Some of us have written extensively about the issues facing non-ABEM boarded EP’s over the last decade, and it’s laudable that these issues are still being discussed/ debated. ( some specialty societies in EM prefer the “Ostrich” solution*).
I’m proud of what ACEP has done for non-ABEM boarded physicians over the last two decades. Specialty societies that have adopted the “Ostrich” solution* put member’s interests ahead of patients, and ACEP has refused this narrow solution.
Let’s hope the Report on opening membership is evidence based and not emotion based. The college needs to open membership for alot of pragmatic reasons. If this happens, we will have one more thing to be proud of on a difficult issue.
( * Ostrich approach: “bury your head in the sand” = ignore the problem. This idiom originates from the habit of ostriches to lower their heads when feeding or turning eggs; they do not actually bury their heads)
June 9, 2015
Terry Mitchell, MD, FAAFP, FACEPI agree with the articles and letters that call for opening ACEP in some way to non emergency medicine residency trained physicians. I also believe they should be given an award to shoot for. I had planned to drop my ACEP membership of many years, when ACEP offered me a brief chance to become a “Legacy” physician. I am now a Fellow of ACEP and have remained a member. Membership dues and political action donations would both increase with opening up the membership, and giving the non-RTEP a title that can be earned. More physicians would be aware of the CME opportunities with receiving ACEP e-mails and lierature, and attendance at events would increase. The ACEP book store would sale more. How does anyone lose by including all the physicians who currently work in emergency departments?
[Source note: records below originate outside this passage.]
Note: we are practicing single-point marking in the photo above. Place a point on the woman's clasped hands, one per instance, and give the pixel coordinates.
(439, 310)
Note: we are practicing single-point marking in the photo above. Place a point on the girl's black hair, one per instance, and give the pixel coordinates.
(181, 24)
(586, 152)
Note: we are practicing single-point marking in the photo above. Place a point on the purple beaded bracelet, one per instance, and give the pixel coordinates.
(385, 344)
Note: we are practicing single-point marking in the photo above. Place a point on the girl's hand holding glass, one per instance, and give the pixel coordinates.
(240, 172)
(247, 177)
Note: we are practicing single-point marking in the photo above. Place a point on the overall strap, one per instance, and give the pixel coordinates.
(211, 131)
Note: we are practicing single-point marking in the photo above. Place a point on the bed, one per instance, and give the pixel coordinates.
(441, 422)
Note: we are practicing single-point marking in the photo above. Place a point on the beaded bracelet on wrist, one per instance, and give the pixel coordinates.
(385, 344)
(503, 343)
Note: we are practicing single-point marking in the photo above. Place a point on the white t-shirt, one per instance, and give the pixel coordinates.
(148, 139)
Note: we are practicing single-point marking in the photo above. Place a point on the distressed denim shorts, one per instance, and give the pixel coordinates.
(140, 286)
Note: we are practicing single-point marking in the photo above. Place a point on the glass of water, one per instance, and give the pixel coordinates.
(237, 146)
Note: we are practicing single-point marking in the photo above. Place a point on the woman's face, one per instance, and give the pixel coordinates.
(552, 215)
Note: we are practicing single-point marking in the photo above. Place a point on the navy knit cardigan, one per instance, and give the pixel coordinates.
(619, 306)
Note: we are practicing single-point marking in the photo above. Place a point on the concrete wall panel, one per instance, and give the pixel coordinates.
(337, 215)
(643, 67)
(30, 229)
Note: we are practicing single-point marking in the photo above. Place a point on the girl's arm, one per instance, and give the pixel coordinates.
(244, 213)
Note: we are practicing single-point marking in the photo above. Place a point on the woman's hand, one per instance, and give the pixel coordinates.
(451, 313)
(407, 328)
I can see the argument about not allowing non-RTEP’s to become eligible for board certification, but I cannot see anyone of reasonable judgement to support denying them membership and some type of merit badge that can be earned. ACEP truely has the ability to substancially raise the quality of emergency medicine in the United States in a very short time by opening the membership once again to non-RTEM physicians. Even if I were BCEM, I would still want membership opened up for both raising the quality of patient care in our nation, and for the substancial money inflow ACEP would experience.